Bank Account Survival Analysis

Published

September 1, 2023

Ever wondered how long your savings will last? Your bank wants to know that too.

Survival Analysis

In my past life as an ecologist, we learned about survival models, but it turns out they show up in all sorts of domains (economics, engineering, and sociology to name a few). Wikipedia puts it well:

Survival analysis attempts to answer certain questions, such as what is the proportion of a population which will survive past a certain time? Of those that survive, at what rate will they die or fail? Can multiple causes of death or failure be taken into account? How do particular circumstances or characteristics increase or decrease the probability of survival?

Now that I work in finance, I’ve learned that Asset & Liability Managers (ALM) at the bank are interested in estimating the average life of various types of bank accounts. A good average life model allows ALM folks to predict future patterns in deposits, a hot topic in this current economic environment.

Average Life of Bank Accounts

Account Balances

Let’s start with some fake data.

set.seed(123)
library(tidyverse)
── Attaching core tidyverse packages ──────────────────────── tidyverse 2.0.0 ──
✔ dplyr     1.1.4     ✔ readr     2.1.5
✔ forcats   1.0.1     ✔ stringr   1.5.2
✔ ggplot2   4.0.0     ✔ tibble    3.3.0
✔ lubridate 1.9.4     ✔ tidyr     1.3.1
✔ purrr     1.1.0     
── Conflicts ────────────────────────────────────────── tidyverse_conflicts() ──
✖ dplyr::filter() masks stats::filter()
✖ dplyr::lag()    masks stats::lag()
ℹ Use the conflicted package (<http://conflicted.r-lib.org/>) to force all conflicts to become errors
library(knitr) # for `kable()`

n_accounts <- 500

floor_zero <- function(x) ifelse(x < 0, 0, x)
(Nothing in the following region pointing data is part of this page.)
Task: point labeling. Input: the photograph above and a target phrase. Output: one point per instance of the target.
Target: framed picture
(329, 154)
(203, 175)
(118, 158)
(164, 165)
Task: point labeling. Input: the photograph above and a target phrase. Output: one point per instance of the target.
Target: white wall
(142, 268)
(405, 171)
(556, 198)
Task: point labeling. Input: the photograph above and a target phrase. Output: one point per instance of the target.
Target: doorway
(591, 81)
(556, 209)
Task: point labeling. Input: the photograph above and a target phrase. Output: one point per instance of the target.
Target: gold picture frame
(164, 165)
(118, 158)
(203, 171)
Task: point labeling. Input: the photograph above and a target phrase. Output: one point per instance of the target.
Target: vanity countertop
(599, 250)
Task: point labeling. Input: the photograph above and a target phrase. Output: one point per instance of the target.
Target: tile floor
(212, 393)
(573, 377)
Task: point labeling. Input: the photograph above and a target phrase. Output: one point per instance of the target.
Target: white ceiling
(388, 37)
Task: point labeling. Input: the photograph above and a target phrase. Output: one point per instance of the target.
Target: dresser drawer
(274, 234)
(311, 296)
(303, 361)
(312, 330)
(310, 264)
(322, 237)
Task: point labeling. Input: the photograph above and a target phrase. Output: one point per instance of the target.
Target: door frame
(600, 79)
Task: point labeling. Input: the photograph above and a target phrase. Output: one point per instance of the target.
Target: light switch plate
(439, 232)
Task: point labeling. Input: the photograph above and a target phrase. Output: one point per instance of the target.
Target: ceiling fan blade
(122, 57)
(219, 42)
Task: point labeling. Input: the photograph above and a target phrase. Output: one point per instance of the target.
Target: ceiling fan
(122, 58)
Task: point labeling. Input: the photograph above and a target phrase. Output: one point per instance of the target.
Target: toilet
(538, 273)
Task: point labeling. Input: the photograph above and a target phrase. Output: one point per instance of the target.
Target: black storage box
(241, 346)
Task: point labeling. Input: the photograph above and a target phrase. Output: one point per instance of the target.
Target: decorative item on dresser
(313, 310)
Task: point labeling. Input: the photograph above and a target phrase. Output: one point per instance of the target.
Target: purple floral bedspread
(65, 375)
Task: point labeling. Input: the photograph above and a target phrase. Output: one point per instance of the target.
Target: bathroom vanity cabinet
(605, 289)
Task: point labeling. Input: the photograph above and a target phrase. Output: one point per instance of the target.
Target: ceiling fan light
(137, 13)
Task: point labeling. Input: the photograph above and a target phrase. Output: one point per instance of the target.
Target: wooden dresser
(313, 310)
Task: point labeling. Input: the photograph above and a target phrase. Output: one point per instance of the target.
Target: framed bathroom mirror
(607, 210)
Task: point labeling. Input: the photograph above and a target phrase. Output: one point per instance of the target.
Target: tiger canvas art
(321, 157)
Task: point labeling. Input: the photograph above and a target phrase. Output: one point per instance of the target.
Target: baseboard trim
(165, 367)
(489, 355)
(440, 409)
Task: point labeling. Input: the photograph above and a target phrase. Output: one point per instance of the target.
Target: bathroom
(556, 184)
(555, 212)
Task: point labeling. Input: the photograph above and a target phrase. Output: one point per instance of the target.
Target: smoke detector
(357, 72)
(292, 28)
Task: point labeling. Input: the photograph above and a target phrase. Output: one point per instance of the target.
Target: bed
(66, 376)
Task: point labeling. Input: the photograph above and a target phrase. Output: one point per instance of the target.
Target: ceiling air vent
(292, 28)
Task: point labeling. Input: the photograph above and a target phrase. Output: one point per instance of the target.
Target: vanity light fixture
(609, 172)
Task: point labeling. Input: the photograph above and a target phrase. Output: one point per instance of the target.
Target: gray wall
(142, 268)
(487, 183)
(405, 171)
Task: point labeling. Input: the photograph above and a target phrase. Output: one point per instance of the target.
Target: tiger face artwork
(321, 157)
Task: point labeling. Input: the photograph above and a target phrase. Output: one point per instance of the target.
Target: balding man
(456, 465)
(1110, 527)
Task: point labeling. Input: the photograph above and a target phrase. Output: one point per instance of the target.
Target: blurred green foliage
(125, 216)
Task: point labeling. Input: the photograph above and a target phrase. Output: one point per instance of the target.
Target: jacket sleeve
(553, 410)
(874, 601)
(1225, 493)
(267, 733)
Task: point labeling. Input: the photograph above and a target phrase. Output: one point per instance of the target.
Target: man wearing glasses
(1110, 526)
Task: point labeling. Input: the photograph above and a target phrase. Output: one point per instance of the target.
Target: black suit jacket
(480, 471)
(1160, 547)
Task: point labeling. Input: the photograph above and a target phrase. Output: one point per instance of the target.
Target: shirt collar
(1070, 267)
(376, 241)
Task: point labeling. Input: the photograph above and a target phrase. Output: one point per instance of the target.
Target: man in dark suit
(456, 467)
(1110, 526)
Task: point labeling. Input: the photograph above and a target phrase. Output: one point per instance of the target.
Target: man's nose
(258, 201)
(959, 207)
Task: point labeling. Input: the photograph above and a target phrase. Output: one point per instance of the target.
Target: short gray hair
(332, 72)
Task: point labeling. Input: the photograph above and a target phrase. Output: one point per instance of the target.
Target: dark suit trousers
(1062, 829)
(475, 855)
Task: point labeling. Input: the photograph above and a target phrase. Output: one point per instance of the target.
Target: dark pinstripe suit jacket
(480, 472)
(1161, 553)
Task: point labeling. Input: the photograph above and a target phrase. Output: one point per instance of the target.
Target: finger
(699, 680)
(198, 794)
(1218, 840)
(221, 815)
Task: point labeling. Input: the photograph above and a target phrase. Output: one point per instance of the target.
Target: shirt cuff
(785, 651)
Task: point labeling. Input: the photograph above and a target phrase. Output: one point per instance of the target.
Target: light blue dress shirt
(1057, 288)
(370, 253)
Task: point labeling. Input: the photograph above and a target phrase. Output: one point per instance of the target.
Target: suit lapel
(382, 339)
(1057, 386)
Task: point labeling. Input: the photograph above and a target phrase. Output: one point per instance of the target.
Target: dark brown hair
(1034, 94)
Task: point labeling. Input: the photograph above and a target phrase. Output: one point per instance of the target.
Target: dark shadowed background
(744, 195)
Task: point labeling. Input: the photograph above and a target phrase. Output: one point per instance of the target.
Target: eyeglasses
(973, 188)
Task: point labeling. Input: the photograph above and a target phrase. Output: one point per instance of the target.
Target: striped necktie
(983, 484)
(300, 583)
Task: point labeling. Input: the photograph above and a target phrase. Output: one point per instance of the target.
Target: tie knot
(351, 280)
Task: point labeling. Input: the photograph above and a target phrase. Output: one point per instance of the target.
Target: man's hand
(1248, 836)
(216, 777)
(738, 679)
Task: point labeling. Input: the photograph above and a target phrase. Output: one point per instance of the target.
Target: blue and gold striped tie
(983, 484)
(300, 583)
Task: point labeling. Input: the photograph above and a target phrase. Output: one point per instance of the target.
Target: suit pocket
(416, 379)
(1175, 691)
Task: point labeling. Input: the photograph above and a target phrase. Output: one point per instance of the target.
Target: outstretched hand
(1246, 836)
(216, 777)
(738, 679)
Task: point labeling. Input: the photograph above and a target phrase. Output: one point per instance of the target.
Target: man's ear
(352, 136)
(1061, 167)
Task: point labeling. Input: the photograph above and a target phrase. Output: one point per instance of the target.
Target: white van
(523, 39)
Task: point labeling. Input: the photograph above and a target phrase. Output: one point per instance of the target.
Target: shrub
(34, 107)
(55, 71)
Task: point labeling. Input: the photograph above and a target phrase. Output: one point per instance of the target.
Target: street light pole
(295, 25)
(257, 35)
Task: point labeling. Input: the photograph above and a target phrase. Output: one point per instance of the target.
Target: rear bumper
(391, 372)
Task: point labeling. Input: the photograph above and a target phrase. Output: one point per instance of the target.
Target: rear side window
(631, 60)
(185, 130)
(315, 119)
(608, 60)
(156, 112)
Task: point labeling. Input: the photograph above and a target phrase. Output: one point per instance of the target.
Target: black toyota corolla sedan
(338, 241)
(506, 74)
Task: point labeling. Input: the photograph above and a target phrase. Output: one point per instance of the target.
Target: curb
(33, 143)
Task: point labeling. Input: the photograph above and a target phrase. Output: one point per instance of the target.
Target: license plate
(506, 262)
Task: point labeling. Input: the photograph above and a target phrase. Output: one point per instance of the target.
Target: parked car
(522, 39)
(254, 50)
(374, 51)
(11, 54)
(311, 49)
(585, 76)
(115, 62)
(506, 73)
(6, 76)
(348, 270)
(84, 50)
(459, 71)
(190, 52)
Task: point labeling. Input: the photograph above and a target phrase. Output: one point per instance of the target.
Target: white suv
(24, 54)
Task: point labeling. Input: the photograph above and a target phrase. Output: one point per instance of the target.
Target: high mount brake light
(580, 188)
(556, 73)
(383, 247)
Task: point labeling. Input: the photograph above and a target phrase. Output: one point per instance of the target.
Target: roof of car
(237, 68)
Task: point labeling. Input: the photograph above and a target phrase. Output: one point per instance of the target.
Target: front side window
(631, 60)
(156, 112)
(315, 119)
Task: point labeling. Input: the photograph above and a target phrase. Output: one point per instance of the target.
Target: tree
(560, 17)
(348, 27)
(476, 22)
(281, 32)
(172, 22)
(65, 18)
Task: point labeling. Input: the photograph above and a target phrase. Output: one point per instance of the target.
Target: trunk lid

balance_by_month <- expand_grid(
  account_id = as.character(seq_len(n_accounts)), 
  date = ymd(080101) + months(0:11)
) |> 
  mutate(month = month(date, label = TRUE, abbr = FALSE)) |> 
  group_by(account_id) |> 
  mutate(
    balance = account_id |> 
      rnorm(mean = 0, sd = 1000) |> 
      cumsum() |> 
      floor_zero()
  )

balance_by_month |> 
  head() |> 
  kable()
account_id date month balance
1 2008-01-01 January 0.0000
1 2008-02-01 February 0.0000
1 2008-03-01 March 768.0552
1 2008-04-01 April 838.5636
1 2008-05-01 May 967.8513
1 2008-06-01 June 2682.9163

So we’ve got monthly balances for one year from 500 accounts. Let’s plot the data!

ggplot(balance_by_month, aes(x = date, y = balance, fill = account_id)) +
  geom_line(alpha = 0.2)

We’ve got some random walks floored at zero. We’re assuming that balances can’t be negative. It looks like some folks are doing really well but others not so much. How do we translate these balances to survival models.

Defining the Event

Survival analysis is all about examining time-to-event phenomena. Back in ecology land, the event was death, but when does a bank account die? Earlier we floored balances at zero. Some banks charge overdraft fees, so when a customer reaches zero, they’re likely to be charged a fee. We’ll just assume that reaching zero means that a bank account is done for. First let’s calculate the first month that the account hit zero. That’s when the “death” event occurs.

first_zero_month <- balance_by_month |> 
  filter(balance == 0) |> 
  summarise(first_zero_month = min(.data$month))

ggplot(first_zero_month, aes(x = first_zero_month)) + 
  geom_bar()

It looks like a cascade of death events. Most occur in the first month with fewer and fewer as the year goes on. But we’ve got a problem! We need to represent this in the data. In this analysis, we don’t want bank accounts to suddenly come back alive! We need to define our event clearly.

event_by_month <- balance_by_month |> 
  left_join(first_zero_month, by = "account_id") |> 
  mutate(event = if_else(month >= first_zero_month, 1, 0)) |> 
  mutate(month = as.integer(month)) |> 
  select(account_id, month, event)

event_by_month |> 
  head() |> 
  kable()
account_id month event
1 1 1
1 2 1
1 3 1
1 4 1
1 5 1
1 6 1

Now our event column stays put once the account balance hits zero.

Fitting Our First Survival Model

Survival models are built in to R. Ain’t that great? Let’s fit a model.

library(survival)

fit_customer <- survfit(Surv(time = event_by_month$month, event = event_by_month$event) ~ 1)

plot(fit_customer, xlab = "Time", ylab = "Survival Probability", main = "Survival Curve for Customers")

Base R plots are just the best sometimes. Now let’s calculate the average life of an account using the Kaplan-Meier estimator.

survival_prob <- fit_customer$surv
times <- fit_customer$time
delta_time <- c(times[1], diff(times))
account_avg_life <- sum(survival_prob * delta_time)

There you have it! On average an account lasts 6 months.